Dr Mohideen-Botes explains how the answer is within both extremes.
“In a healthy relationship there needs to be enough difference between the partners to keep it interesting; but enough similarities to keep it safe. It’s like the excitement of a brand new world but also thee comfort of your well-loved blankie.”
The bases of a stable and safe relationship allows for a platform in which adventure can grow from. Renewing love from that stage can always come with a lot more ease.
What Makes for an Unhealthy Relationship
Once communication and intimacy starts to fall away, people begin to feel very lonely with their partnership.
Where healthy relationships affirm us and give us strength, unhealthy relationships break down our emotional security and leave us vulnerable. It is through that means that one will often seek comfort elsewhere, whether it is through an affair or another form of reckless behaviour, the consequence of not stabilising our emotional bonds can cause severe depression and anxiety.
If the relationship does come to an end, being surrounded by your friends and family and having the support will allow you to mourn in a healthy environment, using that time to focus on yourself and work on your own personal happiness is the most effective way to move passed the hurt.
“The first thing you should do to deal with, and mentally recover from a broken relationship, is to commit to a lasting, kind, loving relationship with yourself.”

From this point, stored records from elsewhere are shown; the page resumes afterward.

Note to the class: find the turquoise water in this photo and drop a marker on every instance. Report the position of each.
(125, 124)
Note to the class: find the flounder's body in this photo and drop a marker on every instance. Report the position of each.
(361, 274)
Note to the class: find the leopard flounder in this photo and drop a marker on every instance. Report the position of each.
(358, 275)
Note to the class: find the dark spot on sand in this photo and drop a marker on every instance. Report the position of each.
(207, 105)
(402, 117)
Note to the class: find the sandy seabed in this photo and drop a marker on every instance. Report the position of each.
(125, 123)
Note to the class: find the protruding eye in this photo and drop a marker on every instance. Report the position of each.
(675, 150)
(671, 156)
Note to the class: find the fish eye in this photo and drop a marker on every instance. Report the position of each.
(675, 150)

Renewing love is often overlooked, however Many committal relationships are often worth repairing says Dr Wallace Goddard, Professor of family life from the University of Arkansas says,
“If commitment is primarily about attraction for the couple, a helper such as a family life educator might invite them to think about the best times in their relationship. If commitment is largely based on moral obligation, a helper might invite them to think about the promises they have made. If their commitment is based on constraint, a helper might invite them to think about the effects of relationship failure on their family and friends…
Of course there are some destructive relationships that need to end. But most relationships probably need a tuneup rather than a trade in.”
Relationships are a two-way street and communication is indispensable if one wants to reconstruct the fragmented bond. The ability to speak openly with both honesty and trust, can allow for each partner to admit to their faults, flaws and guilt within a non-judgemental environment.
Dr Mohideen-Bote stress the importance of a healthy communication platform:
“One may commit the act of infidelity and carries more responsibility, but there were also certain things in that relationship that were out of balance and which need to be addressed. Couples need to be aware that if they want the relationship to continue, both parties need to work at the issue and let it go. An affair cannot be used as a whip every time there is a problem.”
The dedication and time needed in renewing love is a commitment within itself, it requires self exploration and understanding before it is possible to do such for another. With great persistence, it something that anyone can achieve in their relationships and have the life long love they often dream of having.
“To love and to be loved in return is a gift that should be cherished. To live a witnessed life with another frail, brave human being demands mutual respect, trust, compromise and compassion. The best way to learn to love another is to love yourself first.”